Omurga, nefes, sinir sistemi, esnemek, pendülasyon, somatik, yoga, genişlemek, yakınlaşmak, bırakmak. bunlar her gün neredeyse derslerimde geçen cümleler. bu derslere, içeriklerine ve eğitim süreçlerime dair daha çok yazmak isterim. hep anlatıyorum, çok konuşur oldum.

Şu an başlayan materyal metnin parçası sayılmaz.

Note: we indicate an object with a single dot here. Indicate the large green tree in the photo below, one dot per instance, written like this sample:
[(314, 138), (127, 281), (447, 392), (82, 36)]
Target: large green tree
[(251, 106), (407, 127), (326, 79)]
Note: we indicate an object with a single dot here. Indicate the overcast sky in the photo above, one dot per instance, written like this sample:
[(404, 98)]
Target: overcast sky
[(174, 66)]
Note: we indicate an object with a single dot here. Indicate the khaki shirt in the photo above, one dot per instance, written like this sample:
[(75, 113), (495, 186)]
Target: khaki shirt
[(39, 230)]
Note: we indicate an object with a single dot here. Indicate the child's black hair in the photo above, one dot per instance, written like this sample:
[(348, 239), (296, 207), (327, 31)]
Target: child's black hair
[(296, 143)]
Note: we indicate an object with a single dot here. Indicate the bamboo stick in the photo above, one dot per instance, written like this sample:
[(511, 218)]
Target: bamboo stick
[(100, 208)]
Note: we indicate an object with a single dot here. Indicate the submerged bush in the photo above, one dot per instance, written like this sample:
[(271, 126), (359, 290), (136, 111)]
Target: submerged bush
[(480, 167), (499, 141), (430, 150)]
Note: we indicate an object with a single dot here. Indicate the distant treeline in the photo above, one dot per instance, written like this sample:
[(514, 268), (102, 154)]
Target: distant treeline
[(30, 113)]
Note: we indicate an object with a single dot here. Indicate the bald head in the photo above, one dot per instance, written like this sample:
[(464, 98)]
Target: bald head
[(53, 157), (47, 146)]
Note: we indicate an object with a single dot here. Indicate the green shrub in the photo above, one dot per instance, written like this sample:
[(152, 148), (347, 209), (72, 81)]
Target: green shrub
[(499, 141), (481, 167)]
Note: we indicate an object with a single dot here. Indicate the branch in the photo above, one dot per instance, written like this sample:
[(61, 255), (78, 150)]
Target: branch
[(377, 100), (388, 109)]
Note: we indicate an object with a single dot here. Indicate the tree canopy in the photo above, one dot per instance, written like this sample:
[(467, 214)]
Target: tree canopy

OMURGA UZUN!!111 bu geceler boyu yazma hissinin gelmesi çoğu zaman gitmek var hep dilimde şarkısını getirmiyor artık :) yani şimdi geldi ama öyle bir aciliyet hissi kalmamış içimde. ama içimde hala yollar var, özlediğim. uzun uzun bakmalara doyamadığım, artık koca ağızlı minnoş sevdiğimle çıkabildiğim.

uzun zaman sonra

uzunluğun göreceli olduğu bir zamandan yeniden merhaba, bu zaman 1 yıldır aynı balkondan geçmeye devam ediyor. kafamızda onlarca kavramın, köklenmenin, merkezlenmenin, dengelenmenin dolaştığı, açılma, kapanma, pandemi ve aşı kelimelerinin bol bol duyulduğu günler bitmek bilmiyor. dengeyi ve merkezi aradığımız ilk günler değil elbet. şimdi biraz iyotlu deniz kokusu, adaçayı tütsüsü ve bir mate çayı eşli ediyor tüm yaşantılara. kaygılar ve korkular artık zihnimin en merkezinde değil, böylece daha kolay başka dengeler kurulabiliyormuş gibi geliyor bana. kaygılarını kendine arkadaş yapmış onlarca insanla tanıştım. sanki ben de kendi kaygılarımı onlarca ülkede, dünyanın bambaşka yerlerinde gezdirmiş gibi hissediyorum. şimdilerde ise euronun 10lirayı geçtiği şu günlerde kıçıkırık yunan adalarında soda içip döner yemek bile hayal olmuş. politikalar kişisel sınırlarımızı ihlal edeli yüzyıllar, bunu bu bedenimde deneyimleyeli de yeni bir yıl oldu. bedenin içinde kalırken konforu yakalamak çok mucizevi. bazen kelimeler 'genişlemek', ''özgürleşmek', 'bırakmak' dedikçe konforun tanımı da değişiyor yıllar geçtikçe, hayatta bizi nelerin mutlu ettiğine dair daha çok cevaplar geliyor. sahi mutluluk neydi? bir çocuğun sebepsiz kahkahasına şahit olmak mıydı? çocukların o diğerleri ne der endişesine geçiş yapmadan önceki hallerini gözlemek, doğal olmak için bir rehber, öyle boşvermiş, öyle saf, öyle neşeli haller.